# Sexist Film From 50's - Women Drivers



## prof20 (Jan 11, 2007)

Can't decide if it was serious or not!

Public information film from 50's.






Roger


----------



## BritStops (Mar 3, 2011)

Excellent clip, but featuring the same (modern) actress as this clip

So not a kosher 50s clip, I'm afraid.

Steve


----------



## prof20 (Jan 11, 2007)

Thanks Britstops, I obviously don't watch enough TV.

Roger


----------



## vicdicdoc (May 14, 2005)

Nah - sexist film . . . got to be any with BB in it :wink:
Opps - must learn to read exactly what thread title says in future !


----------



## BritStops (Mar 3, 2011)

prof20 said:


> Thanks Britstops, I obviously don't watch enough TV.
> 
> Roger


No worries - I guess that means I watch too much!
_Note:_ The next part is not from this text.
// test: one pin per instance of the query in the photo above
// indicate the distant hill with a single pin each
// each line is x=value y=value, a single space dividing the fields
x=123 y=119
That is one of my fave clips though.

Although not quite the same I also love this Goodness Gracious Me sketch

Steve


----------



## Bill_H (Feb 18, 2011)

It was a Harry Enfield sketch


----------



## 5bells (Feb 4, 2009)

Serious or not it was very funny and soo Harry Enfield.

Even Mrs 5bells laughed at it, though she did add that someone had obviously built the wall in the wrong.place :lol:


----------